The wolf attack showed one aspect of the melee - you can kick away the beasts, or should one latch onto your limb, you can blast it off with a headshot (you won't damage yourself.). In one-on-one confrontations with wild animals, the game will also enter a bullet time allowing you to rack up more precise shots. This is key because headshots mean no trophy, and trophies mean unlockable content. (There are several arcade-shooting modes.)
The Top Shot allows you to cycle between three firearms, a three-round hunting rifle, a six-shot pistol, and a two-shell shotgun, with that oh-so-satisfying pump action reload. It has an adjustable stock and red-filter scope that works when you activate the game's "Hunter's Sense." That floods the screen with red static, which you can see through by peering down the scope. This points out things like animal tracks and your prey, from a distance. Hunter's Sense can be turned off if you prefer.

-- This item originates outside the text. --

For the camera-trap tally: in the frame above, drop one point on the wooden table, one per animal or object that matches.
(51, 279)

Other novel aspects of the Top Shot: In the bear attack sequence, swiping the weapon side-to-side initiated a dodge sequence that then opened the bear up to a targeted shot in its chest. Missing the dodge meant you were cub food. Eric Fanali, the helpful, camo-clad guide for the Cabela's trailer, told me that boss battles would incorporate some sort of unique tactic, with motion control in many of them.
Throughout this is the sense that you're not pursuing the game so much as defending yourself from it, feeding the survival-horror theme. Bottom line, this ain't Bambi, the animals ain't cuddly or peaceful, so they're either eating you or eating lead.
The arcade modes, more familiar to those who have played Cabela's cabinet games, can be played solo or cooperatively. It's a basic survival piece, seeing how long you can withstand the hordes of wild rhinos, cougars, lions and etc.
A note about the light gun: If little kids are playing, or if the TV's elevated, the sensor bar probably should fix to the bottom of the screen. For adults, or for close up gaming (in a small room), the bar should go on the top. All of this may be calibrated to suit your preference, but if you find crosshairs swooping all over the place, chances are you're standing too close. If you don't want to back up, recalibrate.
As for the Top Shot Elite's use beyond this game, it is compatible with Cabela's North American Adventures, which released last month. There's a rumor going around that the gun's useful for another Activision title that rhymes with Schmall of Schmuty. It's actually not. Only the two current Cabela's titles have programming that uses the sensor bar, and while the gun has two sticks, right handers will be operating them with opposite hands (movement on right, at the grip, look with the left, along the barrel). and left handers won't have their thumb on the front stick at all. Most importantly, there are no bumper buttons, so forget about grenades.
Cabela's Dangerous Hunts 11 is still a niche game, albeit one appealing to a sizeable audience. The Top Shot Elite makes it a $79.99 title ($59.95 on the Wii with the Wiimote/Nunchuk housing). That means for just $20 above a standard 360/PS3 game's price you get a quality peripheral, but the bundle is out of impulse-buy range and, for now anyway, the gun's only useful in just two games. Still, the Top Shot Elite is an enjoyable way to experience a shooter on the Xbox 360 or PS3, and the story offered by Cabela's Dangerous Hunts 11 makes it fun for more than just the hardcore outdoors set.